Il trionfo di David Cameron. Netto, chiaro, inequivocabile, ai limiti del brutale, nei confronti di un Labour che ha perso perfino il sostegno dell’ Independent.

L’inghilterra fortunatamente non è Europa. Perché l’Europa non parla inglese, è solo il residuo stantio e povero del cascame nichilista e, insieme, totalitario della rivoluzione francese, il massimo della posizione reazionaria. Il Regno Unito è il mondo anglosassone che ha conservato l’equilibrio e la radicalità, ad un tempo, del common sense e, al dunque, sa sempre cosa fare e chi scegliere. Da quelle parti, gli sfigati non funzionano e neanche i tromboni senza storia e legittimazione politica. Là funziona soltanto la realtà, as a matter of fact, il resto è davvero noia. Il Labour è un alambicco in fermento di raziocinanti alchimie senza più alcun costrutto e legame con la realtà, tant’è vero che da più parti gli analisti seri si domandano: ma questo gruppo di elitari baroni politicanti vuole ritornare a Marx, distruggendo così il livello di prosperità del Regno Unito? Il popolo sovrano ha risposto: no, grazie, tornate a vivere di passato, di blairismo rimasticato, fingendo di non cogliere che da Cameron rinasce la stessa Inghilterra che il grande Tony nazionale aveva rimesso in carreggiata, dopo i cicli non indolori, ma generativi al top, della gigantesca Maggie Thatcher.
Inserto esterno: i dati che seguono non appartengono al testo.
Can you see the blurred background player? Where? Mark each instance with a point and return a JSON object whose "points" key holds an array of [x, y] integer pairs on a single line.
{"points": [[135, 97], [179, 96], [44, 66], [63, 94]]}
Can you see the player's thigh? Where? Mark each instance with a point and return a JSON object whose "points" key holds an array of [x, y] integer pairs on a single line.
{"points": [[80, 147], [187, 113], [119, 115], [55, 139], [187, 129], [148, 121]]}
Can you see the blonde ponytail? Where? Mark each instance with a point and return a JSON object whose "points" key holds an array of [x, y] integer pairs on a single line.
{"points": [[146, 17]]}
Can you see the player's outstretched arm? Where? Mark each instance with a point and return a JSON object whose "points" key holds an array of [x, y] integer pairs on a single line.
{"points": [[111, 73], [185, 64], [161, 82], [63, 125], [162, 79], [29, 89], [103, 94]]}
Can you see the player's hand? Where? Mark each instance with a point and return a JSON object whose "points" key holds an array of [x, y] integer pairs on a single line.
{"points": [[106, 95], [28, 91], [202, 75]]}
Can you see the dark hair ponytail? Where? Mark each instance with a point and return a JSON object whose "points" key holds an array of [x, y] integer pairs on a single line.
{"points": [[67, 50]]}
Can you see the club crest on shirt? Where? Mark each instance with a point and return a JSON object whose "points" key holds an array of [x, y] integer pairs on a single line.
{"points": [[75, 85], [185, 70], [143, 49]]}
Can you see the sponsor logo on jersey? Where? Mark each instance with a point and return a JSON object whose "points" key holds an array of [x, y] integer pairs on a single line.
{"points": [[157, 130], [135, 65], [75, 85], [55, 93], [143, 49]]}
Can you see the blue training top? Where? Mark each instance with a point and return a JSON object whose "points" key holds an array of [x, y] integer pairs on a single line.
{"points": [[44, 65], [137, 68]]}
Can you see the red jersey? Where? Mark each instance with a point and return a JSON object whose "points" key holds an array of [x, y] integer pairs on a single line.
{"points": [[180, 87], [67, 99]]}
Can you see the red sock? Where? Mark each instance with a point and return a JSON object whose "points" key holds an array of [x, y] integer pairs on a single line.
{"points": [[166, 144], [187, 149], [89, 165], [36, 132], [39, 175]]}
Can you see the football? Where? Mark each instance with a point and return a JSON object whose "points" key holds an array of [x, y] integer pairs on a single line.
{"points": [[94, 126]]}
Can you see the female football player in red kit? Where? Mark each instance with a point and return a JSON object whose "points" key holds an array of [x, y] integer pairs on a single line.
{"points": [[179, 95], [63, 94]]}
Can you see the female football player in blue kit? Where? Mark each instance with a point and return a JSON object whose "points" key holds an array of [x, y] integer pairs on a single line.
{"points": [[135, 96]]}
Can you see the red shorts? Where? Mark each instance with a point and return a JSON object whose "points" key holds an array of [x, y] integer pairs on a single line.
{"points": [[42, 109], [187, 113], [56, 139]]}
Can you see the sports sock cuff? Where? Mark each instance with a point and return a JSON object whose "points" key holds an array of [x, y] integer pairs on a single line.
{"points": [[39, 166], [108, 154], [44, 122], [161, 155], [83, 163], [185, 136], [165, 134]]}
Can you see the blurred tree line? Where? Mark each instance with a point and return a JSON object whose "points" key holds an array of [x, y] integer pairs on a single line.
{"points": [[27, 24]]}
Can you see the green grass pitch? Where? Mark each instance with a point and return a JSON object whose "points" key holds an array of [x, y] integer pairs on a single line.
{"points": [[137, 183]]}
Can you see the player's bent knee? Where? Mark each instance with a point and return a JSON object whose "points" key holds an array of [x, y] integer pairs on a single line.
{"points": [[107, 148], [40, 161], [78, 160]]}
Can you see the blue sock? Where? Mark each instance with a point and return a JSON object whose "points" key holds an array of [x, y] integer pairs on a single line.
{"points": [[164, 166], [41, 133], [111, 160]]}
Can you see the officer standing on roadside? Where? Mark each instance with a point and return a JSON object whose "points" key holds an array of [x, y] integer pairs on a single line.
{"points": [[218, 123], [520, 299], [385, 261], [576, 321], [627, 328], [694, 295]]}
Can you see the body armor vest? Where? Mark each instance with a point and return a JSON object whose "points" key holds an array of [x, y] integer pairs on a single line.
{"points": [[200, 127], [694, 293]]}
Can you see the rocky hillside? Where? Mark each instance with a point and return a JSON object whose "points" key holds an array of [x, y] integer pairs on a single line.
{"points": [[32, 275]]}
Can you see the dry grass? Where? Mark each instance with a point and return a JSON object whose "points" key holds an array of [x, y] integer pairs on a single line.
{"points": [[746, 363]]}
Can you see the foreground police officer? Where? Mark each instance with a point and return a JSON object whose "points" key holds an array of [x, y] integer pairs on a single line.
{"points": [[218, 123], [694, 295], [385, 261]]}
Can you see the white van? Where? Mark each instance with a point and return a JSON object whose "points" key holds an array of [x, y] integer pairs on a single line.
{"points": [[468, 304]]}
Quando accade qualcosa di così storicamente eccitante, piaccia o meno ai benpensanti sinistrati ed europeisti, io gongolo e vado fino alle estreme conseguenze: finalmente abbiamo un competitor interno al baraccone eurocratico. Cameron ci sta dentro, a modo suo, cioè considerandosi altro e così è, infatti. Il referendum sulla permanenza dell’Inghilterra nella UE è il segno oggettivo di una competizione interna a quell’establishment di marca teutonica, con la presenza di un quarto reich zoppo e imbarazzante, gestito goffamente da una Merkel che non riuscirebbe a pensare in grande neanche se costretta ad una serie massiccia di sedute di neuroimaging. Anziché di un giudice a Berlino, noi oggi abbiamo bisogno di un alleato a Londra e ora ce l’abbiamo.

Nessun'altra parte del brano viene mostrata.